I forgot to mention this, I am not interested in dual displays or anything fancy like that. I'm basically building a box that is designed to connect to a tv/projector/computer display (CRT/LCD). I'm looking to make it semi-portable actually, which is why I want so many different interfaces in one card. I just want to hook up the box at the new location, boot it, and be set to go with just about any TV interface - without hauling around an extra monitor or anything.

-Galen

On Apr 21, 2005, at 8:02 PM, Galen wrote:

I'm looking for some suggestions for an inexpensive AGP video card here. I'm building a stand-alone HDTV system, there are no other planned uses (no games, etc), with an Athlon 64 3200, possibly an A64 3500 depending on cost when I purchase. Motherboard supports AGP 8x. In theory, the graphics card doesn't need to be something too massive, just a solid conduit to the screen, perhaps with XvMC to boost performance a little. In particular, I would like to be able to run full 1920 x 1080 via DVI, be able to use a DVI to VGA adapter if desired (pretty standard), and boot directly to S-Video (for when I am hooked to an analog TV). Is such a thing possible? Can you offer any suggestions?
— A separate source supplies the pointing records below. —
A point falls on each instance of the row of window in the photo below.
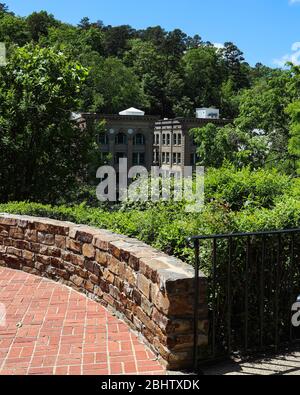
(166, 156)
(121, 139)
(166, 139)
(138, 158)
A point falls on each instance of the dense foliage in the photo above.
(166, 73)
(55, 68)
(235, 201)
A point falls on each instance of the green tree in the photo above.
(39, 23)
(43, 153)
(203, 76)
(113, 87)
(293, 110)
(13, 30)
(216, 145)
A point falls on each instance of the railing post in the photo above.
(196, 304)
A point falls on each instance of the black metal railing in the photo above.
(253, 281)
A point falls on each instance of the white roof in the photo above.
(132, 111)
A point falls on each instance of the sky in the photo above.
(267, 31)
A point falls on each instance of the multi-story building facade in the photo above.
(174, 146)
(127, 135)
(147, 141)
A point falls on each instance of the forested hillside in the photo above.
(166, 73)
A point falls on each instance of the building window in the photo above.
(121, 139)
(103, 139)
(179, 139)
(174, 159)
(119, 155)
(138, 158)
(175, 139)
(139, 139)
(179, 159)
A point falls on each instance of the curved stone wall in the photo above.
(149, 290)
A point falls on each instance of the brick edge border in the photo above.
(151, 291)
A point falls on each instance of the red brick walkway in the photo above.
(51, 329)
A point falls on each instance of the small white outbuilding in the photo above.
(132, 112)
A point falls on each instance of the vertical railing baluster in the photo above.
(247, 293)
(277, 294)
(214, 298)
(291, 282)
(262, 292)
(196, 303)
(229, 301)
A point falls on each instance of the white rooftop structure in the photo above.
(133, 112)
(207, 113)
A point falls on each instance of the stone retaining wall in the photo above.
(151, 291)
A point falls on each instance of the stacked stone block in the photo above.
(150, 291)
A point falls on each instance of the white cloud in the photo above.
(219, 45)
(293, 56)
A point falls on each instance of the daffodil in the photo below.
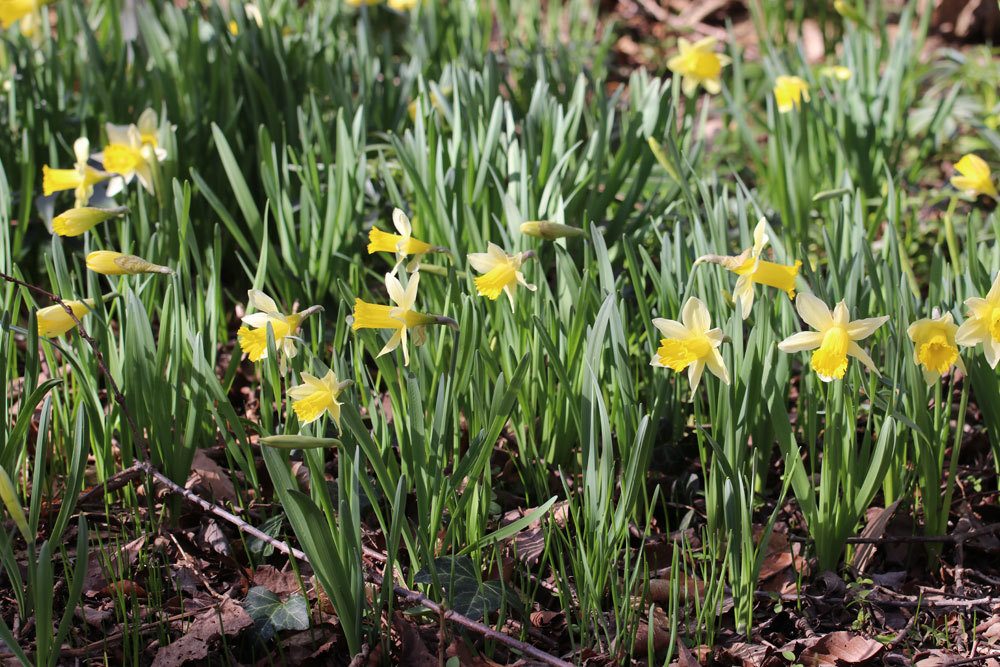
(128, 156)
(55, 321)
(698, 64)
(81, 178)
(402, 244)
(549, 231)
(13, 10)
(838, 72)
(77, 221)
(316, 396)
(935, 349)
(790, 92)
(112, 263)
(691, 343)
(401, 318)
(975, 178)
(752, 270)
(835, 337)
(983, 324)
(501, 272)
(436, 102)
(253, 334)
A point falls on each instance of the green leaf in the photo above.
(271, 615)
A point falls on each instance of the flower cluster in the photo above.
(833, 337)
(132, 152)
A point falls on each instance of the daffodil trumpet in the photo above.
(400, 318)
(935, 349)
(982, 324)
(252, 336)
(500, 272)
(753, 270)
(835, 337)
(402, 244)
(691, 344)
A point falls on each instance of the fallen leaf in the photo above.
(276, 581)
(413, 650)
(840, 648)
(208, 475)
(229, 618)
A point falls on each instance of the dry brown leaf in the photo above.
(280, 583)
(840, 648)
(413, 650)
(208, 475)
(228, 618)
Yes, I did search, but I'm having a little difficulty putting everything together; 1920x1080 DVI issues, S-Video booting, etc. Your help would be appreciated.
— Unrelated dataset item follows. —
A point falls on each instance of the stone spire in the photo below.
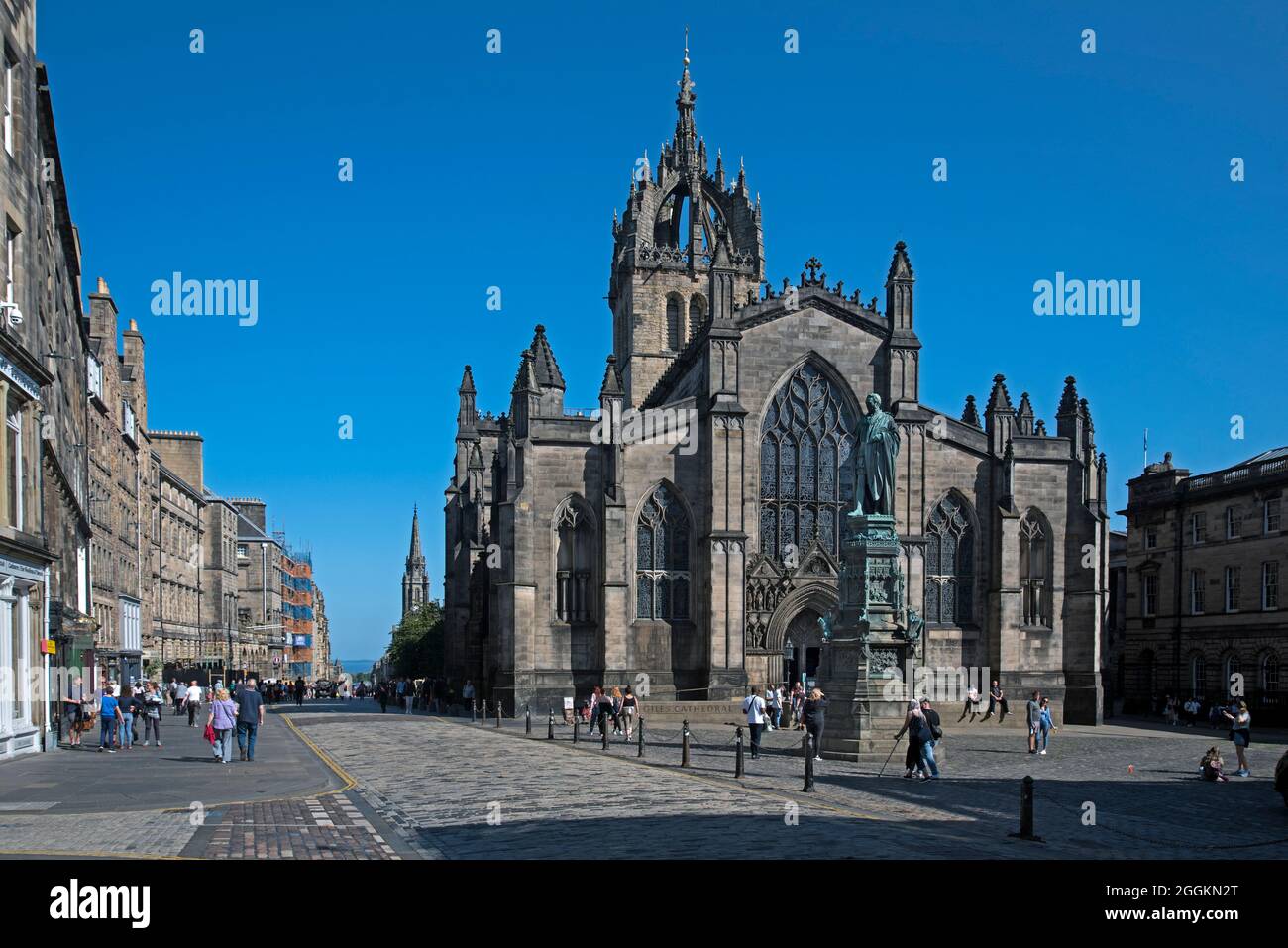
(415, 579)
As for my background, I'm a spoiled Mac user working on plans for an HDTV MythTV box. :P I'm really comfortable with the unix-stuff on the software-only side, but the hardware and driver stuff, especially under Linux requires some adjustment on my part! I'm used to hardware working or not with pretty straightforward drivers (and in most cases, none at all - it just works), and the thought of recompiling my kernel for hardware support is still slightly amusing to me. I'm sure it will become serious enough soon enough, however! I have done some work on my darwin kernel under OS X, manually patching it to change the power management for my laptop, but that was super non-standard stuff. I've also made some custom builds of VLC for OpenGL accelerated YUV conversion, custom builds of DVD rippers for enhanced quality encoding, etc. So I'm not a dummy, but I'm just not an x86/Linux hardware expert, if that makes any sense to you people out there.